BEIJING - Housing prices in major Chinese cities rose 10.3 percent year on year in July, down from the 11.4 percent growth in June, the National Bureau of Statistics (NBS) said Tuesday.
It was the third consecutive month that China's property prices rose at a slower pace and the lowest growth rate in six months.
Property prices in the 70 large and medium-sized cities grew 12.4 percent in May and 12.8 percent in April, the highest since July 2005 when the government started to issue the data.
The slowdown follows a series of government measures to curb speculation in the property market and rein in excessive price rises.
On a monthly basis, July property prices in the cities were unchanged compared to a month earlier, the NBS said in a statement on its website.

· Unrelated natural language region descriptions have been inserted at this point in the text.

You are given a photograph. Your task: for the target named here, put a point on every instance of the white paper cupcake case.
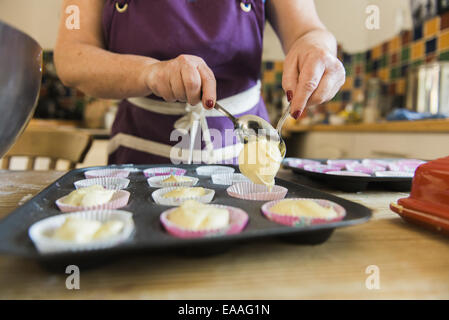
(228, 178)
(210, 170)
(238, 221)
(157, 182)
(159, 199)
(117, 173)
(303, 220)
(164, 171)
(257, 192)
(39, 232)
(110, 183)
(119, 199)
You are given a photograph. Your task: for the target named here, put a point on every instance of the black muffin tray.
(150, 236)
(353, 183)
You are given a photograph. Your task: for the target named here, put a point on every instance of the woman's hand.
(186, 79)
(312, 73)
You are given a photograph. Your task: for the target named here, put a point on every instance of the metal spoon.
(250, 125)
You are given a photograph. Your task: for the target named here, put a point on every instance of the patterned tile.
(443, 41)
(405, 54)
(431, 27)
(444, 24)
(417, 33)
(394, 44)
(431, 46)
(444, 55)
(417, 50)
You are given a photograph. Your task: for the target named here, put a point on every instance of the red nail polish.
(210, 104)
(296, 114)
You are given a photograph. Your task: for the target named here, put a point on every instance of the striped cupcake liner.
(158, 182)
(210, 170)
(163, 171)
(257, 192)
(119, 200)
(158, 197)
(40, 232)
(303, 220)
(238, 221)
(116, 173)
(109, 183)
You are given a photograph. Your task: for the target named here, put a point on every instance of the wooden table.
(412, 262)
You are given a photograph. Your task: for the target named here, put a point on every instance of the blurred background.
(393, 103)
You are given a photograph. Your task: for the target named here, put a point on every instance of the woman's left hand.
(312, 74)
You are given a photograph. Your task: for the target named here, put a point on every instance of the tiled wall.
(388, 61)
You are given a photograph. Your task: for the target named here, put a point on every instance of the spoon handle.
(225, 112)
(282, 119)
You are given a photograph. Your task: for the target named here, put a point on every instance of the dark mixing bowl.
(20, 80)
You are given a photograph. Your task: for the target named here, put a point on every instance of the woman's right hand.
(186, 78)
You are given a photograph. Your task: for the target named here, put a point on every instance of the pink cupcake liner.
(228, 178)
(303, 221)
(389, 174)
(376, 162)
(117, 173)
(110, 183)
(322, 168)
(349, 173)
(164, 171)
(404, 166)
(339, 163)
(119, 200)
(158, 182)
(300, 163)
(257, 192)
(212, 169)
(238, 221)
(368, 169)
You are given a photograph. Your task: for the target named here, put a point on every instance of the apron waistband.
(193, 117)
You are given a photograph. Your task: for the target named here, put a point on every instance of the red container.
(428, 203)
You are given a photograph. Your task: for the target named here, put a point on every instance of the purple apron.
(228, 38)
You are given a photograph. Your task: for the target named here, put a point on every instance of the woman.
(169, 62)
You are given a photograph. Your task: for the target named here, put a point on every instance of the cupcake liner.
(109, 183)
(164, 171)
(158, 182)
(349, 173)
(368, 169)
(159, 199)
(238, 221)
(376, 162)
(402, 174)
(341, 163)
(257, 192)
(210, 170)
(321, 168)
(40, 231)
(303, 221)
(116, 173)
(405, 165)
(119, 200)
(300, 163)
(228, 178)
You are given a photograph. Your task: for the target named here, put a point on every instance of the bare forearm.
(100, 73)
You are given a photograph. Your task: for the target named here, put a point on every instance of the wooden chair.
(66, 144)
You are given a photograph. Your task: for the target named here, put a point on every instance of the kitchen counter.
(412, 262)
(431, 126)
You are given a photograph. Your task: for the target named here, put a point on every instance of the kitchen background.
(377, 62)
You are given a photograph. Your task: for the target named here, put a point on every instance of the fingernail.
(210, 104)
(296, 114)
(289, 95)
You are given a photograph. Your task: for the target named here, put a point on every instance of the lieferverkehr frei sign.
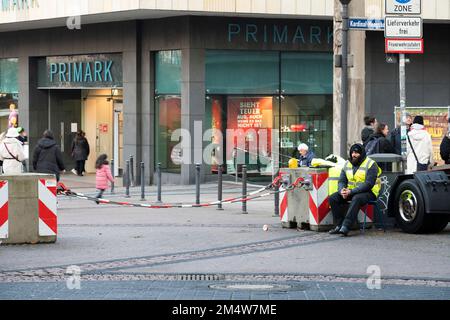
(84, 71)
(403, 6)
(15, 5)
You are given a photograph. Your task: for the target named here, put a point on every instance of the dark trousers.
(80, 167)
(337, 203)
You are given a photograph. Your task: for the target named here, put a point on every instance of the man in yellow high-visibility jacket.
(359, 184)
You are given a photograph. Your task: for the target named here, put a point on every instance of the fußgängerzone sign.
(403, 45)
(403, 6)
(82, 71)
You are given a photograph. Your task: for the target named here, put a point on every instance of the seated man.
(305, 155)
(359, 184)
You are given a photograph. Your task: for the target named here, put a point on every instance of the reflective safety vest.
(293, 163)
(355, 180)
(333, 178)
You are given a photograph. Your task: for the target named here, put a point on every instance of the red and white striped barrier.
(319, 208)
(284, 217)
(48, 220)
(4, 209)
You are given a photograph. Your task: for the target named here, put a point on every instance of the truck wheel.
(409, 208)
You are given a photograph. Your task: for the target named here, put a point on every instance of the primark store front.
(134, 86)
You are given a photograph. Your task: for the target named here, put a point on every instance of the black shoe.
(335, 230)
(344, 231)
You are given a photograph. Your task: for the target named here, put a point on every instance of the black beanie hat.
(418, 120)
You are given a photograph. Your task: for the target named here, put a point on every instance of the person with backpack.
(419, 147)
(11, 153)
(47, 156)
(396, 135)
(378, 143)
(369, 129)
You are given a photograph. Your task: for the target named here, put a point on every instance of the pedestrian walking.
(80, 152)
(369, 129)
(23, 138)
(445, 145)
(396, 135)
(11, 153)
(419, 148)
(47, 156)
(305, 155)
(102, 175)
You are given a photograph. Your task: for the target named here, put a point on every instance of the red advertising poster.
(252, 119)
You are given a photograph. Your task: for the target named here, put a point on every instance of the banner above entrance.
(79, 72)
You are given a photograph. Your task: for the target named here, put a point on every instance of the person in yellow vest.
(358, 183)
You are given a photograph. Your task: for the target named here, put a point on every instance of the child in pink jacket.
(102, 175)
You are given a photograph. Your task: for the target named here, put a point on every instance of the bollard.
(244, 188)
(142, 182)
(219, 187)
(197, 183)
(277, 198)
(112, 172)
(127, 180)
(132, 181)
(158, 169)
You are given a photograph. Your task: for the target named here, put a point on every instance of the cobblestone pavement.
(205, 254)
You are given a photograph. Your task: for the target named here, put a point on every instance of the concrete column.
(193, 107)
(356, 77)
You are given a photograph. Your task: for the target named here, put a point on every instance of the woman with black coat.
(47, 157)
(80, 152)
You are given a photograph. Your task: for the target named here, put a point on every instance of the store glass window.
(241, 72)
(168, 109)
(254, 92)
(9, 93)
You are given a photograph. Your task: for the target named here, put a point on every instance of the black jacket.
(384, 144)
(445, 149)
(47, 157)
(371, 178)
(80, 149)
(365, 135)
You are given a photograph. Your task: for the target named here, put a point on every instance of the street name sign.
(403, 7)
(366, 24)
(403, 27)
(403, 45)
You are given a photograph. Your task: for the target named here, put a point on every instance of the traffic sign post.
(403, 34)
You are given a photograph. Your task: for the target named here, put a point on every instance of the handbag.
(420, 166)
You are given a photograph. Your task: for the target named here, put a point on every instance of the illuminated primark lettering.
(279, 34)
(92, 71)
(11, 5)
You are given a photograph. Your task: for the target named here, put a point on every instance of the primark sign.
(83, 71)
(18, 5)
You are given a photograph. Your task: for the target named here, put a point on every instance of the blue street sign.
(366, 24)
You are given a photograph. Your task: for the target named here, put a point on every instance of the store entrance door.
(65, 120)
(102, 114)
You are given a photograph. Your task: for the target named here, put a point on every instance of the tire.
(409, 208)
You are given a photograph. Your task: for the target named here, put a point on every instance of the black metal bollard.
(197, 183)
(142, 182)
(277, 198)
(112, 173)
(132, 180)
(219, 187)
(158, 171)
(244, 189)
(127, 180)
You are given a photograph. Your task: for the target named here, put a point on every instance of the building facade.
(135, 75)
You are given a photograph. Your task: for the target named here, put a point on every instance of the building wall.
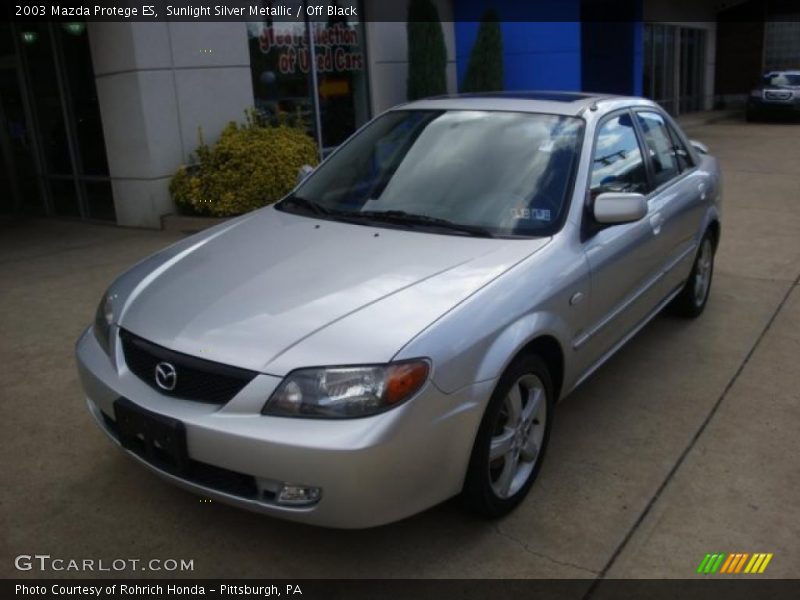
(536, 54)
(157, 83)
(703, 15)
(387, 54)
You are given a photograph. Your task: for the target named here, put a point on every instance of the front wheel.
(511, 440)
(693, 297)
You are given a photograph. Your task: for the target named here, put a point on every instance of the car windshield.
(782, 79)
(495, 173)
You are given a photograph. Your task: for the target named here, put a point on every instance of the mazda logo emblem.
(166, 376)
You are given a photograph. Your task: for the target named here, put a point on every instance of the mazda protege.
(398, 329)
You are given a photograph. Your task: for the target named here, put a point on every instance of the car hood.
(272, 291)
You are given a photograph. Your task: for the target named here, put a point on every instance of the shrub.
(251, 165)
(485, 67)
(427, 54)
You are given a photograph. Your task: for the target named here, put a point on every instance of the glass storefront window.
(283, 82)
(38, 49)
(74, 45)
(65, 153)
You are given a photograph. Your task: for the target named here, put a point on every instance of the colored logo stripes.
(737, 562)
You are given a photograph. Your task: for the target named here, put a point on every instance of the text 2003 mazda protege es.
(398, 329)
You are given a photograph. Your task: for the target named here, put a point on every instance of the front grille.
(777, 95)
(196, 378)
(200, 473)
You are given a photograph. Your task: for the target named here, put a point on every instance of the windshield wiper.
(403, 218)
(305, 204)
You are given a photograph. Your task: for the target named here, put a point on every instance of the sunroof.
(549, 96)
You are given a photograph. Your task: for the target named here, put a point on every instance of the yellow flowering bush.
(251, 165)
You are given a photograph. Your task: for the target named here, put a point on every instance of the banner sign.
(337, 48)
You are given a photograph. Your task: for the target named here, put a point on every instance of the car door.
(679, 191)
(624, 259)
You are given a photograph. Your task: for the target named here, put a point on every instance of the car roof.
(547, 102)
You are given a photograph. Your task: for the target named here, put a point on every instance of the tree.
(485, 67)
(427, 55)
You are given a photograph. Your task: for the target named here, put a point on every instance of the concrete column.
(157, 83)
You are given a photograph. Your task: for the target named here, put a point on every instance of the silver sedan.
(398, 330)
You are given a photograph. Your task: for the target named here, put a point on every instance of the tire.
(495, 486)
(692, 299)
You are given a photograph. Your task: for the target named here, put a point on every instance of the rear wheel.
(512, 439)
(693, 297)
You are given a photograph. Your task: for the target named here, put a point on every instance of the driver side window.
(617, 164)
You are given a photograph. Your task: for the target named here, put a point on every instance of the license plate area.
(158, 439)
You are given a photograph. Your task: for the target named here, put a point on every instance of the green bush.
(427, 54)
(251, 165)
(485, 67)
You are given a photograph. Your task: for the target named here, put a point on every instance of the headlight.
(103, 319)
(346, 392)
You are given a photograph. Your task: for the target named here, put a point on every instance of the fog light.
(292, 494)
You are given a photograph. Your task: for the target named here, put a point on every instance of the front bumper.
(762, 107)
(371, 471)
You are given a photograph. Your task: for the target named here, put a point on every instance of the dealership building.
(96, 117)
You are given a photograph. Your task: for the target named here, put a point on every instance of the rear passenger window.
(684, 157)
(659, 146)
(617, 162)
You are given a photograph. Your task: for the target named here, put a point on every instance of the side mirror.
(303, 172)
(699, 146)
(612, 208)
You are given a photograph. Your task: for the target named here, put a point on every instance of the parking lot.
(685, 443)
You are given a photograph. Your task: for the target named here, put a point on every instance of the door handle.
(656, 221)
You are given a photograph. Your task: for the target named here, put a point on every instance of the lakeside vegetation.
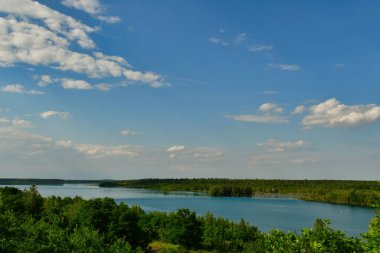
(360, 193)
(31, 223)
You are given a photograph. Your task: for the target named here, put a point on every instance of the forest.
(31, 223)
(359, 193)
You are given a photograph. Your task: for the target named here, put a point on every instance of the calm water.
(265, 213)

New home prices rose 12.9 percent year on year in July, down 1.2 percentage points from June. Prices of second-hand homes gained 6.7 percent last month, compared with an increase of 7.7 percent in June.
The value of property sales in July fell 19.3 percent from a year earlier to 306.6 billion yuan ($45.3 billion). Property sales by floor space declined 15.4 percent year on year to 64.66 million square meters.
Investment in property development rose 37.2 percent to 2.39 trillion yuan in the first seven months of this year. In July, investment climbed 33 percent to 411.8 billion yuan.
The government started a campaign in April to rein in soaring prices, including tighter scrutiny of developers' financing, limited loans for third-home purchases, and higher downpayment requirements for second-home purchases.
"It's good growth in housing prices is slowing, but I think the growth rate is still more than what the government desires," said Zhuang Jian, a senior economist with the Asian Development Bank in Beijing.
The government should stick to their tightening policies already in place as there is still room for a correction in prices, he said, adding that there is no need for a further tightening.
He expects housing prices to continue to see slower growth rates over the rest of the year.
The China Banking Regulatory Commission said earlier this month the government will maintain policies to cool the property market. It also ordered banks in regions with soaring property prices to suspend making loans for third home purchases, according to credit risk assessments.It also told lenders to estimate for a worst-case scenario of a 50 percent to 60 percent property price drop in cities where housing prices have risen excessively, Bloomberg reported Aug 5.
The banking regulator said the stress tests did not reflect its outlook on the nation's property market.
China Vanke, the country's largest property developer by market value, said Monday its first-half net profit rose 11.4 percent from a year ago to 2.81 billion yuan.
Poly Real Estate Group, the country's second largest property developer, said its net profit in the first half rose 16.56 percent year on year to 1.627 billion yuan.